The Battle of Kohima and the fight for the Far East


1944 marked the heroic defence of Kohima by the 4th Battalion The Queen’s Own Royal West Kent Regiment. The Battalion held out for fifteen days against a complete Japanese division, thereby buying enough time for two British divisions, which included the 1st Queen’s, to arrive and prevent the invasion of India. This was the turning point against the Japanese in Burma, for thereafter they were never able to mount an effective offensive. It was at Kohima that Lance Corporal Harman of The Royal West Kents won the VC by first killing a Japanese machine gun crew and capturing the gun singlehanded, then rushing another post alone and killing all five Japanese in it. He was then killed by a burst of enemy machine gun fire. His most gallant action is commemorated on ‘Kohima Day’ (9th April) each year in all the Corporals’ Messes within the Princess of Wales’s Royal Regiment, where a corporal is selected as ‘Kohima Corporal’.
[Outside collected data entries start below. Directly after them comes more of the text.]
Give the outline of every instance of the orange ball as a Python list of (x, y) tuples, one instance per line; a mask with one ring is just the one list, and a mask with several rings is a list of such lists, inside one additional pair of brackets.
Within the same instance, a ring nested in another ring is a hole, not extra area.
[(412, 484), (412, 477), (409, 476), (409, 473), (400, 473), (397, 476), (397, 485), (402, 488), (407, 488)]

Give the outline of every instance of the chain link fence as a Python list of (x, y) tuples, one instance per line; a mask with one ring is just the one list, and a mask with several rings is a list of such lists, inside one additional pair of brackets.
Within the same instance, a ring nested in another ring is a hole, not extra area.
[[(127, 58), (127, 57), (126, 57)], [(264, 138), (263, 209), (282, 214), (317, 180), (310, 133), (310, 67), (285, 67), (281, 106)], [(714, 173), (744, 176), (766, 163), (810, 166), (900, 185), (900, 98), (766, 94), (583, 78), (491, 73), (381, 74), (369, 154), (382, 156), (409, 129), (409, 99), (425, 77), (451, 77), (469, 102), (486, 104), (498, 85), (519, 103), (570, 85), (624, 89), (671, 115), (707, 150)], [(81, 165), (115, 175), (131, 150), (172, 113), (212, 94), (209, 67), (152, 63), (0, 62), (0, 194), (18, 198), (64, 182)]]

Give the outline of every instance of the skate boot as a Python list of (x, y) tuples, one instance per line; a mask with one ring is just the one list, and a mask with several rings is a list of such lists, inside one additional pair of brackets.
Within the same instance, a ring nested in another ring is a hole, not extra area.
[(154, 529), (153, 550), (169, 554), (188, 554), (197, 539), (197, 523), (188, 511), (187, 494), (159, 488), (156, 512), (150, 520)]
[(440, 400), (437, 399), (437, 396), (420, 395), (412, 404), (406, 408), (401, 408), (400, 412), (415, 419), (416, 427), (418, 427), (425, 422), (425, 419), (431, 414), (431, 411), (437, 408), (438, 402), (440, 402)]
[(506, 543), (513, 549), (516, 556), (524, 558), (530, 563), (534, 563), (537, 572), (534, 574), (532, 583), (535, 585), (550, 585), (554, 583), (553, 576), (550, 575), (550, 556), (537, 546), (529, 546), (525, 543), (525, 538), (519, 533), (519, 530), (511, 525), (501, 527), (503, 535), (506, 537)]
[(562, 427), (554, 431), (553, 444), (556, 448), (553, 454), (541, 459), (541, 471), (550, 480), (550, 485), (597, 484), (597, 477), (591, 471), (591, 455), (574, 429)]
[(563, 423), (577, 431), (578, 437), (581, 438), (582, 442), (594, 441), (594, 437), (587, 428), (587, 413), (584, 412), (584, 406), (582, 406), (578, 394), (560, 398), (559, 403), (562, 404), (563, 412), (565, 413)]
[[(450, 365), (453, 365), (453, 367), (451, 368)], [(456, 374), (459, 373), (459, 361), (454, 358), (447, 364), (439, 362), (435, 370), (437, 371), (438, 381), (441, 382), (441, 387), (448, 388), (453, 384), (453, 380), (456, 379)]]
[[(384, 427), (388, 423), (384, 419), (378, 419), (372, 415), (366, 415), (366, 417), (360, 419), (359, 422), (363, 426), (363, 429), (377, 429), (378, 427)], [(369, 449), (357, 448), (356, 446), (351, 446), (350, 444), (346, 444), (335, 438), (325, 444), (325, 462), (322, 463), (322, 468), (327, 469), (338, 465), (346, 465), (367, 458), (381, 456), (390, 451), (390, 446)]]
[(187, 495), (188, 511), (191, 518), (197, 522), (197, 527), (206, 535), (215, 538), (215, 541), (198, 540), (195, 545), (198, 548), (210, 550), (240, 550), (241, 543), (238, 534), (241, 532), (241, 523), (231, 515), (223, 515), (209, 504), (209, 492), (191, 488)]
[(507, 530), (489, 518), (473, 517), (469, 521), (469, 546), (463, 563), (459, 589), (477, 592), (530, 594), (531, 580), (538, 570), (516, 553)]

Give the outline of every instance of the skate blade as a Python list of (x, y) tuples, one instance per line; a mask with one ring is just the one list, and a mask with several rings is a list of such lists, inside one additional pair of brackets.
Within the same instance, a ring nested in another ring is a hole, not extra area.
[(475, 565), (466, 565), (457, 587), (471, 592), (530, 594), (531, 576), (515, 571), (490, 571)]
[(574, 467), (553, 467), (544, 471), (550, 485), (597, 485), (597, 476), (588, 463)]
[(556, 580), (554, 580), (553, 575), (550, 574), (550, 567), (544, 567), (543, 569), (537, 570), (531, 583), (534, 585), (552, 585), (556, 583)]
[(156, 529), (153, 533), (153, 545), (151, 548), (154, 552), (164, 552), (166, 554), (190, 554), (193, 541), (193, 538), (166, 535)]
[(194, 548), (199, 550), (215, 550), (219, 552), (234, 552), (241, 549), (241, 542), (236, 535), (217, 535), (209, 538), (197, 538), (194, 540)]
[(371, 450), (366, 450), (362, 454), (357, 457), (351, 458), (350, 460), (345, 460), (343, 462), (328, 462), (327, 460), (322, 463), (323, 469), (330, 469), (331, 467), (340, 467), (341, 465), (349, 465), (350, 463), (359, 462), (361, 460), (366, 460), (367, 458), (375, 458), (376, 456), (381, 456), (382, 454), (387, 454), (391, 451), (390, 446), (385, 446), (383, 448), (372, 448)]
The 2nd Queen’s were serving with the Chindits at this time and gained ‘Chindits’ as a unique battle honour, based on the Force rather than on a specific location or action. The 2nd Buffs had fought through to Mandalay and the 9th Royal Sussex fought in Burma alongside the Americans and Chinese under the command of General ‘Vinegar Joe’ Stilwell. The Regiment’s forebears were, therefore, contributing to all fronts as the end of The Second World War approached in 1945. The allied push continued across North-West Europe and North up Italy, whilst the war in the Far East went on until the dropping of the atom bombs on Japan. The Hampshire Regiment was awarded the distinction of ‘Royal’ status by King George VI in 1946 to mark its distinguished service during the war.